Starting and testing CTDB
The CTDB log is in /var/log/log.ctdb so look in this file if something diud not start correctly.
Log in to all of the nodes in the cluster and start the ctdb service using
service ctdb start
Verify that the CTDB daemon started properly. There should normally be at least 2 processes started for CTDB, one for the main daemon and one for the recovery daemon.
pidof ctdbd
Once all CTDB nodes have started, verify that they are correctly talking to eachothers.
There should be one TCP connection from the private ip address on each node to TCP port 9001 on each of the other nodes in the cluster.
netstat -a -n | grep 9001
Automatically restarting CTDB
If you wish to cope with software faults in ctdb, or want ctdb to automatically restart when an administration kills it, then you may wish to add a cron entry for root like this:
* * * * * /etc/init.d/ctdb cron > /dev/null 2>&1
Testing CTDB
Once your cluster is up and running, you may wish to know how to test that it is functioning correctly. The following tests may help with that
The ctdb tool
The ctdb package comes with a utility called ctdb that can be used to view the behaviour of the ctdb cluster.
If you run it with no options it will provide some terse usage information. The most commonly used commands are:
ctdb status
ctdb ip
ctdb ping
ctdb status
The status command provides basic information about the cluster and the status of the nodes. when you run it you will get some output like :
Number of nodes:4
vnn:0 10.1.1.1 OK (THIS NODE)
vnn:1 10.1.1.2 OK
vnn:2 10.1.1.3 OK
vnn:3 10.1.1.4 OK
Generation:1362079228
Size:4
hash:0 lmaster:0
hash:1 lmaster:1
hash:2 lmaster:2
hash:3 lmaster:3
Recovery mode:NORMAL (0)
Recovery master:0
The important parts are in bold. This tells us that all 4 nodes are in a healthy state.
It also tells us that recovery mode is normal, which means that the cluster has finished a recovery and is running in a normal fully operational state.
Recovery state will briefly change to "RECOVERY" when there ahs been a node failure or something is wrong with the cluster.
If the cluster remains in RECOVERY state for very long (many seconds) there might be something wrong with the configuration.

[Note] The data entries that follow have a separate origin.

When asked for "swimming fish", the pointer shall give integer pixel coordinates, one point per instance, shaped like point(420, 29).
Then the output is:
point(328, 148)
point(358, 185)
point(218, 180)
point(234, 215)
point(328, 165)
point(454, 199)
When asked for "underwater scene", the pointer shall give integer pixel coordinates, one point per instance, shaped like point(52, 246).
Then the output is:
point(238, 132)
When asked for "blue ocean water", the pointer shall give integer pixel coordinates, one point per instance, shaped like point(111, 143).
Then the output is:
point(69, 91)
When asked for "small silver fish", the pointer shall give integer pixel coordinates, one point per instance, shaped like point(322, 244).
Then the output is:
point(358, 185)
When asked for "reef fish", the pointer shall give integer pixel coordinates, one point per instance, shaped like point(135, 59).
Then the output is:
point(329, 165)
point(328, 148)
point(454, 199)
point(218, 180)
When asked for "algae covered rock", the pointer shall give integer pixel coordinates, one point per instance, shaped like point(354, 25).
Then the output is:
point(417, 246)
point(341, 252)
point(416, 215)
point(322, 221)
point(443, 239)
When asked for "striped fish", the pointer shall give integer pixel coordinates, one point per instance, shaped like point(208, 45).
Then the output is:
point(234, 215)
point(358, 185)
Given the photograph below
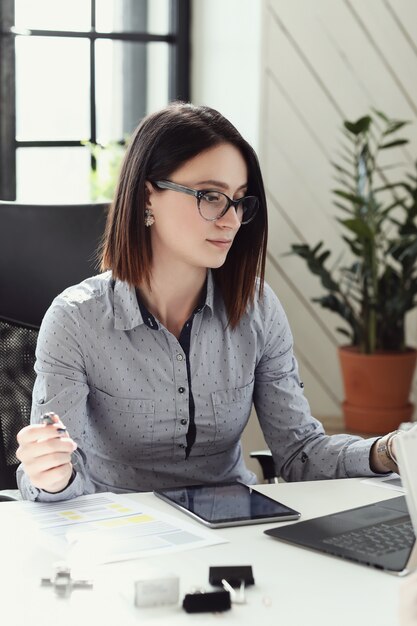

See /var/log/log.ctdb
ctdb ip
This command prints the current status of the public ip addresses and which physical node is currently serving that ip.
Number of nodes:4
192.168.1.1 0
192.168.1.2 1
192.168.2.1 2
192.168.2.1 3
ctdb ping
this command tries to "ping" each of the CTDB daemons in the cluster.
response from 0 time=0.000050 sec (13 clients)
response from 1 time=0.000154 sec (27 clients)
response from 2 time=0.000114 sec (17 clients)
response from 3 time=0.000115 sec (59 clients)